Can, Dernek merkezinde düzenlediği basın toplantısında, Demokrat Yargı Derneği olarak hazırladıkları Anayasa değişikliği önerisini açıkladı ve değerlendirmelerde bulundu.

Yürürlükteki Anayasa’nın demokratik sürecin ürünü olmadığını öne süren Can, “1982 Anayasası’nın bütünüyle değiştirilmesi, ulusumuzun kendi özgür Anayasası’nın yine kendi özgür iradesiyle yapması için ciddi ve kaçınılmaz ir ihtiyacın varlığı açıktır.
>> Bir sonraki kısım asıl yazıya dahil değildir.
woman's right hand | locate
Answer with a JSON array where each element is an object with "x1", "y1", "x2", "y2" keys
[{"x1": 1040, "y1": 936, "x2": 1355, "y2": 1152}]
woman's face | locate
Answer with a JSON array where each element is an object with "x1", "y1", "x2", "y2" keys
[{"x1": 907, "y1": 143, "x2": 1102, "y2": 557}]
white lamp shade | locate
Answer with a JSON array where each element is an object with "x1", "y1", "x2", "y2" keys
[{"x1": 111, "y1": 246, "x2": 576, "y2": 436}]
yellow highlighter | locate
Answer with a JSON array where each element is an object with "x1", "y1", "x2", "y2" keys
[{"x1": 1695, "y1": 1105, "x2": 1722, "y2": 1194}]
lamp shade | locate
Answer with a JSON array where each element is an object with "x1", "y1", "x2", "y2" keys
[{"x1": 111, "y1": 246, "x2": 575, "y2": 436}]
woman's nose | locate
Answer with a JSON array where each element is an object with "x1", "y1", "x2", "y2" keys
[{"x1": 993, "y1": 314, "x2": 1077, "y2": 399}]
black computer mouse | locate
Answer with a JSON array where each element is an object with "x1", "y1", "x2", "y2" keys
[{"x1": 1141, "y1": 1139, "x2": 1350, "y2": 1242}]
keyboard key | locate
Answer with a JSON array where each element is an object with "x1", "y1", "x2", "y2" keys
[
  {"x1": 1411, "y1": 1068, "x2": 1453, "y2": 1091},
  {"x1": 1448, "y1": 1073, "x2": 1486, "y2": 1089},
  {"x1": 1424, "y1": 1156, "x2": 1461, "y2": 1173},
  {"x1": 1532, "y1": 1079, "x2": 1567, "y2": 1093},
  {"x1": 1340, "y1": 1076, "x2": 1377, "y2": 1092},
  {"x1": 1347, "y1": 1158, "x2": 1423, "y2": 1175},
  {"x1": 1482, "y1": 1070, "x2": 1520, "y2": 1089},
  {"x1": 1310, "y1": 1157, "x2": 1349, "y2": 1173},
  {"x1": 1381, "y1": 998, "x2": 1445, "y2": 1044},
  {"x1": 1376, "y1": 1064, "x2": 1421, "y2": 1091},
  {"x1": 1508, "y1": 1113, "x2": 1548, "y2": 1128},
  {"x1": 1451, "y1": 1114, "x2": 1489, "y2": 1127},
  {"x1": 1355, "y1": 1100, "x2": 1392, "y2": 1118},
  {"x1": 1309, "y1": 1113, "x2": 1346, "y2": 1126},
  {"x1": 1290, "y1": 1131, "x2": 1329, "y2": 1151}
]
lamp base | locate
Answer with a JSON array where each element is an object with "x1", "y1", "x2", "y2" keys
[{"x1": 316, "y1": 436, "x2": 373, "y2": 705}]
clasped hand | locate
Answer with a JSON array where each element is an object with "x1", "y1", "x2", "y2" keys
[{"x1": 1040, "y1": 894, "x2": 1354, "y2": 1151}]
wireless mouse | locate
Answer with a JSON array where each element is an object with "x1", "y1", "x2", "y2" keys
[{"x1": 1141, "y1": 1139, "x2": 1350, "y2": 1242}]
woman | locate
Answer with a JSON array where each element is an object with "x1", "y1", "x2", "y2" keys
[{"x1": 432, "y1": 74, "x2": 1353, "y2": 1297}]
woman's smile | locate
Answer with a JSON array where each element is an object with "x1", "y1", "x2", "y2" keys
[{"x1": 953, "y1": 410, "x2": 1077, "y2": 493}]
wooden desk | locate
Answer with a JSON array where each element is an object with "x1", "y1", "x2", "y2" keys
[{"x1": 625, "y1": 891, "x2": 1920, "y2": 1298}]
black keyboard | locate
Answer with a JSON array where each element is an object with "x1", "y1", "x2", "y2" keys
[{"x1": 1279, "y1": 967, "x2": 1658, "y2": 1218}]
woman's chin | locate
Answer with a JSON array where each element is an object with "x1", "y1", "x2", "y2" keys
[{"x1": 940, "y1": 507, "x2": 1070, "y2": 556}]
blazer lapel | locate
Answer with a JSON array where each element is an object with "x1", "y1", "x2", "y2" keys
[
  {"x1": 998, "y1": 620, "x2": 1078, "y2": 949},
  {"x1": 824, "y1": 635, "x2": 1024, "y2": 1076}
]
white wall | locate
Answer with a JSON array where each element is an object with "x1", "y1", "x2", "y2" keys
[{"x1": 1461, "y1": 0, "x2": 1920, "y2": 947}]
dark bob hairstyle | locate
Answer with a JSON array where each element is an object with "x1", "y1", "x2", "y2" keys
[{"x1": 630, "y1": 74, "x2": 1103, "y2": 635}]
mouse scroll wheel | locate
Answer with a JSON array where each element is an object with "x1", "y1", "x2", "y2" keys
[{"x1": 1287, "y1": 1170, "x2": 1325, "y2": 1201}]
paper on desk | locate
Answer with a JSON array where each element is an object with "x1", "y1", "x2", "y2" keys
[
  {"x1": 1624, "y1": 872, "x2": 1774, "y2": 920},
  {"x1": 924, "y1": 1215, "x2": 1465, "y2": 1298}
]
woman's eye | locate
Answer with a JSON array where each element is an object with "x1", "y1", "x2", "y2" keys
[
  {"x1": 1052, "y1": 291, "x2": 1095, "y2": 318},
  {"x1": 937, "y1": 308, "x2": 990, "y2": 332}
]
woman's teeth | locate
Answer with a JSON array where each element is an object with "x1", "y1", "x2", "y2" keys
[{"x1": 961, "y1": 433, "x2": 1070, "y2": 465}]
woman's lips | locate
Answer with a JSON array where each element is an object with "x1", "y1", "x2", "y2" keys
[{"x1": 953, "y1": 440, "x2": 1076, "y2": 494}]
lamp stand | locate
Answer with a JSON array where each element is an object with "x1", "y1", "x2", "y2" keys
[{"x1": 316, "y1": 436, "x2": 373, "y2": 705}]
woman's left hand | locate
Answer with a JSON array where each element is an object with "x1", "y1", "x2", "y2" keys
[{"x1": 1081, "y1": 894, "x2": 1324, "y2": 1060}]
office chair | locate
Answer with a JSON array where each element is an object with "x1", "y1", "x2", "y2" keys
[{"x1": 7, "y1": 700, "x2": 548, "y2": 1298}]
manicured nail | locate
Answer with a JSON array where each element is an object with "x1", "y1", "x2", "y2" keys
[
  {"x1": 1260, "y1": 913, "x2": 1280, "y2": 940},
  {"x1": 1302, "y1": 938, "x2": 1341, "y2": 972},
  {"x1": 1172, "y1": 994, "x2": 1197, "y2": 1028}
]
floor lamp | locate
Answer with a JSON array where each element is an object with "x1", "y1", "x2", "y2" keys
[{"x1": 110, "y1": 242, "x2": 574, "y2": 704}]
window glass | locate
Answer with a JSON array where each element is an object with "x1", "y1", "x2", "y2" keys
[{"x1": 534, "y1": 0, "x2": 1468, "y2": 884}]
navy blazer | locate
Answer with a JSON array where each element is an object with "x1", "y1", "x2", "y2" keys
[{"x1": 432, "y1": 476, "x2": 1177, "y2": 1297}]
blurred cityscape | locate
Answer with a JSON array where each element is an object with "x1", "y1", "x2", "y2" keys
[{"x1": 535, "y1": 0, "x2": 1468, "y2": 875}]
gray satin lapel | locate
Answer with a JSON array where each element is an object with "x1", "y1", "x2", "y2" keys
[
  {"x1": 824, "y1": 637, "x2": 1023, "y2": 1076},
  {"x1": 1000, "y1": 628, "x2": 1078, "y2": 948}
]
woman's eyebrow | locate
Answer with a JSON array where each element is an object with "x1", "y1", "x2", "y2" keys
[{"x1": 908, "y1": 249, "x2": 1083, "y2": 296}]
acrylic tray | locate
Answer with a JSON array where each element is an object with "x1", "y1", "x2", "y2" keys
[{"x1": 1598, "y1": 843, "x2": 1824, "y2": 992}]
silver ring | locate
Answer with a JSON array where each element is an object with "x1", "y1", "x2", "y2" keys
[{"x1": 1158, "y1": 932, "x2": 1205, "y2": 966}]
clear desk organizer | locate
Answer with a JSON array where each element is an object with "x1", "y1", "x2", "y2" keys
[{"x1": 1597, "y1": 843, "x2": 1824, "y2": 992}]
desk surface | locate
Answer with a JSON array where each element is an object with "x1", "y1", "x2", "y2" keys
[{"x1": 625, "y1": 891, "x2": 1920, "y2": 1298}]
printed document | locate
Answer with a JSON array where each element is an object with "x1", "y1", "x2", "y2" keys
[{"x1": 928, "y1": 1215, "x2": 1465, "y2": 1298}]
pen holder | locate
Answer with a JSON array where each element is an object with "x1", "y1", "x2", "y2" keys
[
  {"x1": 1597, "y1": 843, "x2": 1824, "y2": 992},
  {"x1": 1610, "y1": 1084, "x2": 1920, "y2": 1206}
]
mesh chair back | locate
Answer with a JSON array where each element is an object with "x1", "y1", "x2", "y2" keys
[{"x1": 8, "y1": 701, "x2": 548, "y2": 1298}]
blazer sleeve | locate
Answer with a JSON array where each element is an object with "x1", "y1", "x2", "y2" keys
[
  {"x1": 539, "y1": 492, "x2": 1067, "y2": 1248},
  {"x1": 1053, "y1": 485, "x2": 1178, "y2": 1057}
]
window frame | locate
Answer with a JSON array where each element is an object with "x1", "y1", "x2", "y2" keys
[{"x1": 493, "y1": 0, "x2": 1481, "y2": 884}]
Ancak bu sürecin aynı zamanda kısmi Anayasa değişiklikleriyle sağlanacak siyasal normalleşmenin ardından başarı şanssını yakalayabileceğini de kabul etmek gerekir” dedi.
Can, yargı bağımsızlığı ve tarafsızlığının sağlanması bakımından yüksek mahkemelerin, HSYK'nın ve Adalet Bakanlığı’nın kürsü yargıçları ve savcıları üzerindeki yönlendirici ve takdir hakkının ortadan kaldırıcı nitelikteki yetkilerinin sona erdirilmesinin gerektiğini öne sürdü.

-ROPORTÖR ÜYEYE KARŞIYIZ-

Hazırladıkları öneride, yargı teşkilatının oluşum ve işleyişinde çoğulculuk ve katılımcılık ilkelerinin esas alınması gerektiğini vurgulayan Can, Hakimler ve Savcılar Yüksek Kurulu’nun yapısının değiştirilmesinin işe yaramayacağını da öne sürdü. HSYK, Yargı Yüksek Kurulu adıyla toplam 23 üyeli olacak şekilde düzenlendiğini belirten Can, Adalet Bakanı’nın Kurul başkanı olarak kalmasını, ancak Adalet Bakanlığı Müsteşarı’nın kurulda bulunmaması gerektiğini önerdiklerini söyledi. Can, Cumhurbaşkanı ve TBMM tarafından Kurul’a üye seçilmesine de imkan tanınması gerektiğini kaydetti.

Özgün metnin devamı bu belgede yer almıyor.